While it’s not a concept album, there’s a cohesion that makes the album feel like more than a collection of songs.
The band’s breakout 2022 album, Dark Sun, was heavily influenced by the passing of Rodriguez’s father during the writing process.
“I think I used to assume that everyone had the best intentions in wanting to get to know me or the guys. You have to be careful because there’s a lot of weird people out there,” Rodriguez said. “Dark Sun was very on the nose being about my dad passing away and these songs are all written in more of a metaphorical sense. It’s not as spelled out for the listener.”
Heavy track “Bloodlust” takes on those with unsavory intentions with imagery of leeches and snakes. The list of song titles reveals a common thread with songs like “Crawl Back to My Coffin,” “Cemetery Blues” and “Nocturnal Remedy.” The horror-inspired theme helping to bring all the elements together.
“You let a lot of people in who want to get close and then you just have to be a little more guarded when your band starts hitting certain points in your career,” he said.
While the band is riding high now, Rodriguez points out that Dayseeker’s success was very much a slow burn. Touring heavily for more than a decade, Rodriguez thinks about past gigs with nearly empty rooms—all part of the band’s hard fought success. It’s finally paying dividends.
“Our rise was not meteoric [or] overnight,” he said. “It feels like we’ve slowly pulled our way out of the trenches.”
The band’s sound has also evolved over time; pushing heavier with thick guitar playing and guttural screams on one hand, and sleek grooves with infectious melodies not traditionally associated with hard rock on the other. Dayseeker is becoming increasingly difficult to pin down with traditional genre labels.
“That’s hopefully why our music feels accessible,” Rodriguez said. “It is rock and metal leaning, but at its core, all of these are songs that could be pop songs on the radio if you strip them down.”

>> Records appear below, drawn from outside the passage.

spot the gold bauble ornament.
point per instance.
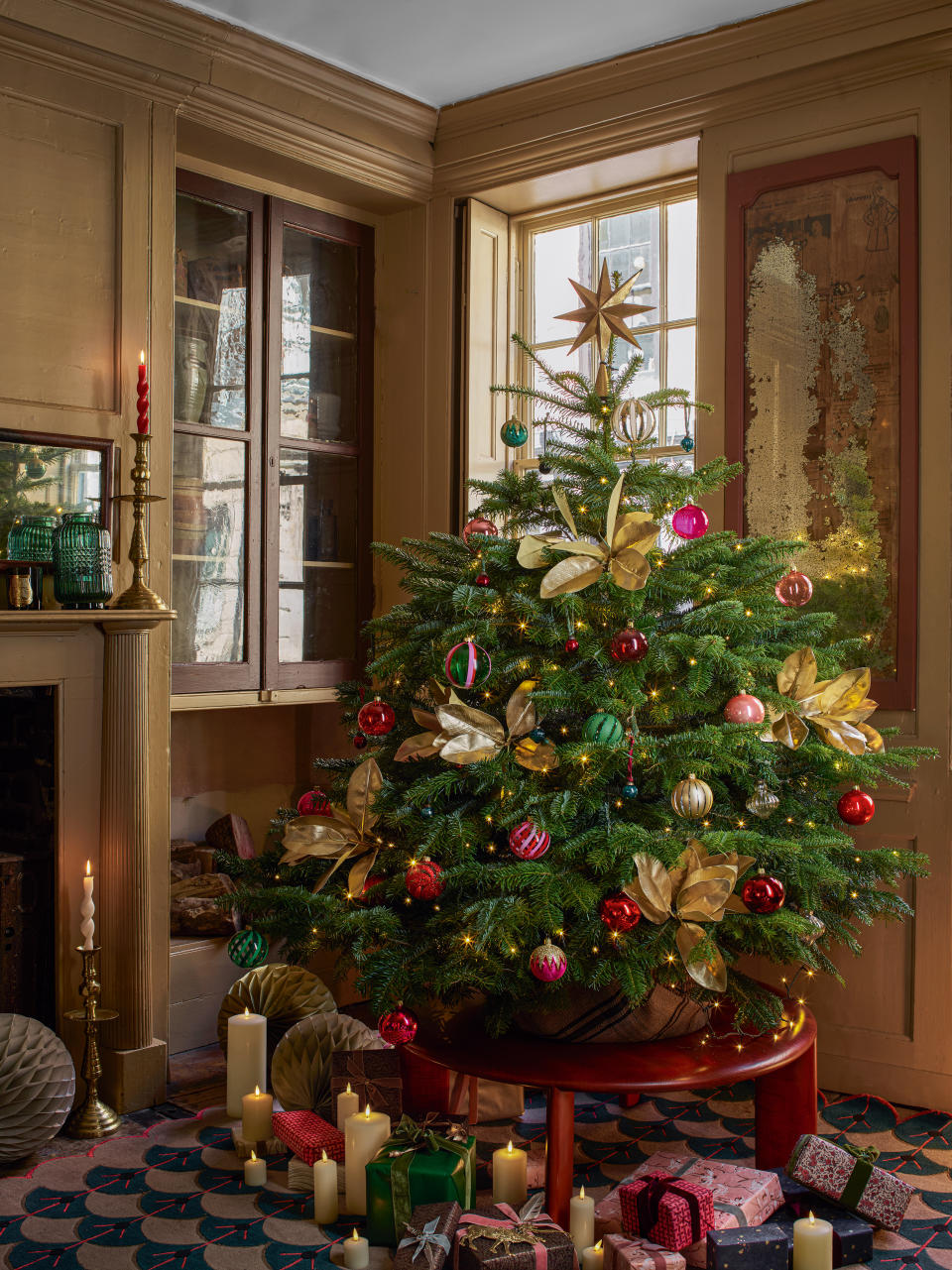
(691, 798)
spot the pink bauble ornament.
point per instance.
(793, 590)
(548, 962)
(690, 520)
(398, 1026)
(744, 709)
(528, 841)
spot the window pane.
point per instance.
(211, 319)
(316, 554)
(630, 244)
(207, 549)
(318, 338)
(682, 259)
(559, 256)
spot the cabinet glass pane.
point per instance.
(318, 338)
(318, 551)
(207, 549)
(211, 314)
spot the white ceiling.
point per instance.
(442, 51)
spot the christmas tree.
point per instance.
(608, 749)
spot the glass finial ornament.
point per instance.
(377, 718)
(548, 962)
(763, 801)
(794, 588)
(248, 949)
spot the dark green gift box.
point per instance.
(417, 1166)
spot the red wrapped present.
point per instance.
(667, 1211)
(306, 1134)
(849, 1176)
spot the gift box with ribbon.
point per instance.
(417, 1166)
(374, 1075)
(427, 1237)
(667, 1211)
(500, 1238)
(848, 1175)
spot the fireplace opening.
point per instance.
(28, 851)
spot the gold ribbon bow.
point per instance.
(621, 552)
(837, 708)
(342, 836)
(698, 889)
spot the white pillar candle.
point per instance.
(364, 1135)
(510, 1176)
(812, 1243)
(247, 1058)
(356, 1252)
(592, 1257)
(256, 1171)
(581, 1220)
(324, 1190)
(256, 1115)
(86, 908)
(347, 1103)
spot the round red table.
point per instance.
(783, 1071)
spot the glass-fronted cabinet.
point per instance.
(271, 461)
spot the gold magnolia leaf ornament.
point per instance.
(621, 554)
(838, 709)
(698, 889)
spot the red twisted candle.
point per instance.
(143, 397)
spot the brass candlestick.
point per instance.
(91, 1117)
(139, 596)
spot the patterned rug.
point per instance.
(173, 1198)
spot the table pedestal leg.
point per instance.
(560, 1117)
(784, 1106)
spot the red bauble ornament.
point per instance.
(793, 590)
(398, 1026)
(690, 520)
(763, 894)
(377, 718)
(628, 645)
(423, 880)
(619, 912)
(528, 841)
(744, 709)
(856, 807)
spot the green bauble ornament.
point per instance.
(604, 729)
(248, 948)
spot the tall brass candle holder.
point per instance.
(91, 1117)
(139, 595)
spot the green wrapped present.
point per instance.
(415, 1166)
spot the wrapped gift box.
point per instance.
(306, 1134)
(667, 1211)
(544, 1245)
(624, 1253)
(374, 1075)
(416, 1166)
(427, 1237)
(856, 1184)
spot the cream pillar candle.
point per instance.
(812, 1243)
(581, 1220)
(324, 1190)
(247, 1058)
(510, 1176)
(356, 1252)
(364, 1135)
(347, 1103)
(256, 1171)
(256, 1115)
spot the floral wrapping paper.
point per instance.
(856, 1184)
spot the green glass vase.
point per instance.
(81, 563)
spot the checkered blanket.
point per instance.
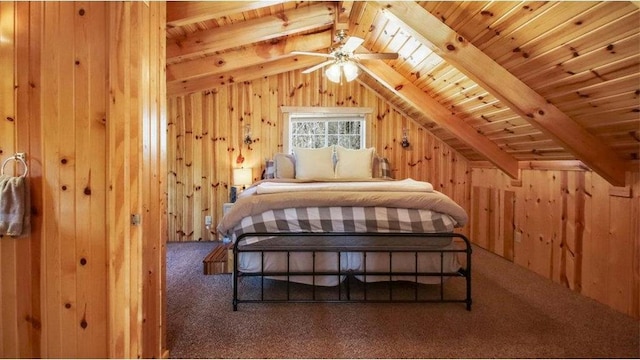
(345, 219)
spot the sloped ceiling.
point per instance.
(504, 81)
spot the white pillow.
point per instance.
(354, 164)
(314, 164)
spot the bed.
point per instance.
(302, 235)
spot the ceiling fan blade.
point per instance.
(375, 56)
(316, 67)
(312, 54)
(351, 44)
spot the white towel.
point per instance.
(14, 205)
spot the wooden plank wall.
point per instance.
(137, 175)
(20, 314)
(55, 104)
(205, 133)
(572, 227)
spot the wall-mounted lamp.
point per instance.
(405, 138)
(242, 177)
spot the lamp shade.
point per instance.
(333, 72)
(350, 70)
(242, 177)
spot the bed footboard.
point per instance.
(354, 285)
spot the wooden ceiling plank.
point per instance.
(343, 13)
(180, 13)
(246, 56)
(509, 89)
(404, 89)
(270, 68)
(585, 24)
(243, 33)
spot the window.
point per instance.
(322, 127)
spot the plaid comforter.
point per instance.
(338, 210)
(345, 219)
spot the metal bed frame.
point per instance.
(348, 242)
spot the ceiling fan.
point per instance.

Rodriguez’s voice versatile. From his aggressive screams to his textured melodies and bright falsetto, he’s taking on more and more. He points to Underoath, Thrice and Linkin Park as bands that helped to shape his vocal presence—as well as Vallejo’s H.E.R. and others from the pop and soul music world. The band’s recent cover of Evanescence ballad “My Immortal” has racked up millions of streams.
“You grow up and you’re just a cocktail of all the bands you listened to as a teenager,” he said.
Dayseeker is planning to spend much of its 2026 on the road, including a tour of the U.K. and Europe into early spring. Rodriguez promised a spring headlining run for fans in the United States. For him, his journey feels like it’s come full circle when he hears from fans that his music is affecting them the same way it changed him growing up.
“I had a rough time growing up in my household and all I really had was music,” he said. “All this emotional, melancholy music felt really comforting to me because I really identified with what [the artists] were saying.”